William Douglas, who is from Memphis, Tennessee, and will be a sophomore this year at the College of William & Mary in Williamsburg, Virginia, said last August he had been looking for something to do this summer and was "kinda Googling adventurous stuff and really just came across the (Crossroads) website." He forgot about it for a while, he said, "but something was pushing me toward Crossroads."

He applied to take part, was accepted and took the northern route from Seattle.

Being raised a Catholic, he said, he has always "definitely been pro-life" but had never been actively engaged in pro-life work.

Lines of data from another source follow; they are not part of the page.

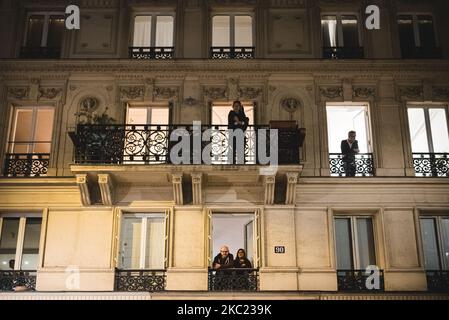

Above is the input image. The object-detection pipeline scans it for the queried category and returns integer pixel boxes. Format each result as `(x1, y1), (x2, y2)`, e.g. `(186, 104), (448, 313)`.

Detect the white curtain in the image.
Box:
(156, 16), (173, 47)
(326, 20), (337, 47)
(133, 16), (151, 47)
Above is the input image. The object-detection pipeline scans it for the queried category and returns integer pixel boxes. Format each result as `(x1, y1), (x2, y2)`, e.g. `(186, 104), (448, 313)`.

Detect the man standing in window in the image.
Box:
(341, 131), (359, 177)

With Crossroads, said Douglas, he "couldn't have found a better way" to do that.

"Honestly when anyone has me asked what pro-life is, to me it's very simple: It's pro-living," he said. "Pro-life is pro-living, going on adventures, experiencing life. You want everyone around you to experience life as well," so how could you be for abortion, he explained. "To me it's not a lot of what ifs, if we love living."

Since 1995, Crossroads has organized the cross-country walks "to actively take part in rebuilding a culture of life," according to a news release.

During the journey, the participants wear T-shirts that say "PRO-LIFE" in bold letters, and each person on average walks 1,600 kilometres. They speak at churches and to various other groups over the summer. They also engage local communities through peaceful, prayerful protests and sidewalk counseling at abortion clinics in the cities through which they travel.

"They experienced firsthand the reality -- supported by several recent polls, that a majority of Americans are pro-life," the release said. "They encountered a warm welcome and outpouring of support as they passed through 36 states, thousands of towns and cities, and walked 10,000 miles collectively during the 12-week-long walk."

Most who participate are between 18 and 30 years old. Applications are already being accepted for the 2016 walks and are available at the website, www.crossroadswalk.org.

"We have long known that this is a pro-life country because, unlike polls that take a small sample, we have had the advantage of directly meeting countless thousands of Americans at the grass-roots level," said James Nolan, president of Crossroads, which has its headquarters in Columbia, Maryland.

"As a country, I believe we are more and more choosing life and rejecting abortion," he added in a statement.

Commenting on the undercover videos of Planned Parenthood officials released over the summer, he said that "the veil has finally been lifted on Planned Parenthood and other similar organizations that make untold millions of dollars off the killing of unborn children and the exploitation of women in difficult circumstances."

Tyler Cutler, who recently started working full time as a director at Crossroads, told CNS the ministry is "grass roots. ... We like to joke about being the Johnny Appleseed of the pro-life movement. We cross the country throwing out seeds hoping something sticks."

And over time "the fruits" of that effort are visible, he said, including memorials to the unborn at parishes across country that began with Crossroads' visits, he said. "We're not here to be in the forefront (or) spotlight but first and foremost (to) pray for this country and the unborn and justice."

Cutler described himself as "100 per cent unabashedly" pro-life. Raised by agnostic parents, he said he was not always pro-life.

He became a Catholic during his sophomore year at Ave Maria University. His first association with Crossroads was as a walk leader on the northern route in 2013. Cutler "fell in love" with the ministry and shortly thereafter was offered a full-time job with the organization.